Finding A Doctor
Then there is the little D.O. thing. Okay, okay, I know that may be snobbery on my part, but even so, can I get a damn M.D. for my money. Just like the time I was pissed because I jumped through all kinds of hoops to get an endocrinology consult to learn that my first visit was scheduled for a nurse practitioner. Yes I know, someone aunt’s in-law’s cousin sees a nurse practitioner regularly and thinks the world of him/her, but I feel that I should at least be seen by a specialist the first time around if the reason I am seeking him/her out is because of a concern that requires a specialist. “Oh I’m too important and busy to trifle with your little complaints, go through my nurse practitioner and maybe, just maybe, if you exhibit obvious signs of dying that point in the direction of my specialty then I could, perhaps, find a moment in my over inflated not amounting to much other than bravado posturing schedule to fart in your room. Just a whiff has been known to cure the most ardent lepers.” Asshole. Charles Bovary. I feel your pain poor Hippolyte!

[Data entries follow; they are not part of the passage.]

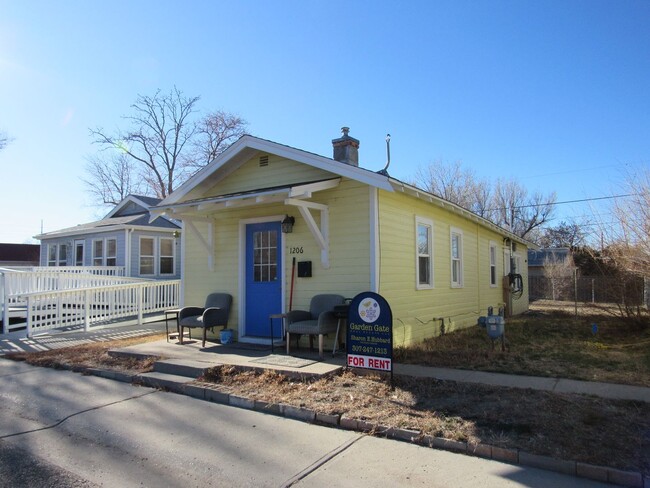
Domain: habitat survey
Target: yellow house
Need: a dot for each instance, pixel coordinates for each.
(439, 266)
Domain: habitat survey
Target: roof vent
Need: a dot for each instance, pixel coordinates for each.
(346, 148)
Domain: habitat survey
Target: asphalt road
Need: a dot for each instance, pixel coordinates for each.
(64, 429)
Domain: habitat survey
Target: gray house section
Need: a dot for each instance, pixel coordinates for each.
(125, 238)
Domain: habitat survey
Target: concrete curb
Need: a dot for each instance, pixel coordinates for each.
(512, 456)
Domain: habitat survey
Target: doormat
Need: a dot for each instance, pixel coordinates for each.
(287, 361)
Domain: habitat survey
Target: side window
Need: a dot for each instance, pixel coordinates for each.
(146, 255)
(493, 264)
(456, 258)
(51, 254)
(63, 255)
(98, 252)
(424, 253)
(111, 252)
(166, 264)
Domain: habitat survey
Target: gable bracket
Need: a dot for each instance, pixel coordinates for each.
(320, 234)
(208, 244)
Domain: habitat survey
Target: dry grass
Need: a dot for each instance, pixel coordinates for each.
(546, 342)
(93, 355)
(575, 427)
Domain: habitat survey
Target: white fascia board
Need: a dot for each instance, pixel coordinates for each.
(256, 144)
(103, 230)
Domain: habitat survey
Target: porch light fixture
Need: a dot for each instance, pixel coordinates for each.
(287, 224)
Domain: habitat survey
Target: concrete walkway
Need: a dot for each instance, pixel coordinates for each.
(260, 356)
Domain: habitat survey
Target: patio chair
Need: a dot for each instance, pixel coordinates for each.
(320, 320)
(214, 314)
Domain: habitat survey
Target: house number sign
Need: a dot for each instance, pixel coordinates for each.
(369, 338)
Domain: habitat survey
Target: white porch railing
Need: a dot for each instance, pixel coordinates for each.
(99, 270)
(97, 305)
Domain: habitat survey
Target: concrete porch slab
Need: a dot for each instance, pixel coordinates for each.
(177, 357)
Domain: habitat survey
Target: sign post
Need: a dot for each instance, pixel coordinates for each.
(369, 340)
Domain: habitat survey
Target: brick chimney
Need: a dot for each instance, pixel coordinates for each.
(346, 148)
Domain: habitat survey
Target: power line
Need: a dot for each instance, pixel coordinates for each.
(593, 199)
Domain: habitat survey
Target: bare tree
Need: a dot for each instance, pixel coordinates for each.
(161, 127)
(629, 238)
(165, 143)
(559, 275)
(516, 210)
(506, 203)
(215, 133)
(564, 234)
(111, 177)
(456, 184)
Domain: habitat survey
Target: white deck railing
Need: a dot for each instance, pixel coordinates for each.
(15, 285)
(98, 305)
(100, 270)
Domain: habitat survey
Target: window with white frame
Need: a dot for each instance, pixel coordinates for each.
(456, 258)
(79, 253)
(493, 264)
(98, 252)
(147, 256)
(111, 252)
(57, 254)
(424, 253)
(166, 256)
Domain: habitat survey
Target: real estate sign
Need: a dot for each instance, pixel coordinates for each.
(369, 338)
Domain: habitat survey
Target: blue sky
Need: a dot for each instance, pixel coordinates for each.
(553, 93)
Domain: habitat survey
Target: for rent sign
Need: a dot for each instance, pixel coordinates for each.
(370, 333)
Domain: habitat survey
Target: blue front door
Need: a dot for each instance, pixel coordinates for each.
(263, 278)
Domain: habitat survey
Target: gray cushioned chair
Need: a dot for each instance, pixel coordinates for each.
(319, 320)
(214, 314)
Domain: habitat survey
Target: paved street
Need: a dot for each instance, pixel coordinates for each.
(85, 431)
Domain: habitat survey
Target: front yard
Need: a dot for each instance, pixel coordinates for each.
(543, 342)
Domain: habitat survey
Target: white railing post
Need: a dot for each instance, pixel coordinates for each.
(5, 303)
(86, 305)
(29, 316)
(140, 293)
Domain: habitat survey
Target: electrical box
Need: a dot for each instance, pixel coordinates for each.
(304, 269)
(495, 325)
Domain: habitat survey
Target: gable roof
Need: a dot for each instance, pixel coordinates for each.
(247, 146)
(140, 200)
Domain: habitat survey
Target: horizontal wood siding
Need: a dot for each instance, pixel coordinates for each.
(349, 271)
(419, 313)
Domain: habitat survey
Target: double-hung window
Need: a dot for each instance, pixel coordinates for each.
(493, 264)
(166, 257)
(424, 253)
(57, 254)
(456, 258)
(147, 256)
(98, 252)
(111, 252)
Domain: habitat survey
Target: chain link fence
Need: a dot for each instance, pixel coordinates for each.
(590, 289)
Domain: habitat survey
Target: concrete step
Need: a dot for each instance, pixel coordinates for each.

I could almost forget the medical corporation plastered on the window and overlook the D.O. if the chemistry between us had been good or, if not good, at least respectful. Okay. But no that was absolutely too much to ask. This bastard, a good ten to fourteen years younger than me had the nerve to talk down to me, cut me off in mid-sentence and dismiss what I know about my damn body. Not to mention how bad he wanted to look into my vagina. Good god, I am not my vagina. I go there complaining about a chest cold, a persistent cough and an over all physical malaise (this all about a year ago, you see how long I have been sulking) and all he can think of is my femaleness. “Oh we must schedule a pelvic exam, it is very important for you to have a pap smear, do you have any known STD’s, how many pregnancies, abortions, deliveries, on and on and on and on.” My chest! Can we get back to my chest! There is irony in that complaint because I am sure if I was twenty years younger and had major voluptuous breastesess he would be diligently focused on my chest without redirection. Speaking of breast, even though I am at the age that I qualify for a yearly mammogram I cannot self refer. No, I have to call my daddy-PCM and beg him to give me the green light so I can get a mammogram. Incidentally, I was told today that I could see an OB/GYN (provided that they are on the list) without a referral from daddy-PCM. WTF? Maybe it was not my femaleness that he was after but the dollars, because, technically I could go somewhere to have my pap/pelvic done without his permission which would take money out of his pocket. But for a mammogram, I have to allow him to feel me up first and be at his mercy for a referral.
Oh but it is so easy to find a doctor, just look at the list of providers and pick one. Okay but here is a little thing that they leave out when they are promoting the ease of choosing a physician. Yes of course it is left out. How many times have I clicked on a doctor’s name to learn that he/she is no longer accepting new patients? I saw one today that said “will only be treating current patients with no openings ever again.” After being disappointed one time after another, I finally selected a physician. This only means that I found a first name that is certain to be female, who has a M.D., is older than thirty, and is open for new patients, thus the next step.
The next step according to patient’s responsibilities is to interview the doctor.
You can also go with no problem at all — make an appointment to just chat with the doctor to get a feel whether you like him or her. Be aware, though, that as with dating, first impressions might be a bit rosy. “‘Meet the doctor’ visits are nice, but everybody’s on their best behavior, and there’s no stress,” says Dr. Michael Victoroff, another patient advocate.
Let us say the chemistry is not right with the doctor during the “interview.”
This is perhaps the most important. It’s perfectly OK to reject doctors simply because there’s something about them that makes you feel a bit ill at ease. “I would suggest that patients actually like their provider,”says Dr. Michael Woods, a surgeon who founded a group called Civility Mutual to help improve communication between patients and health care providers. “Patients should, after their first visit, have a sense of trust.”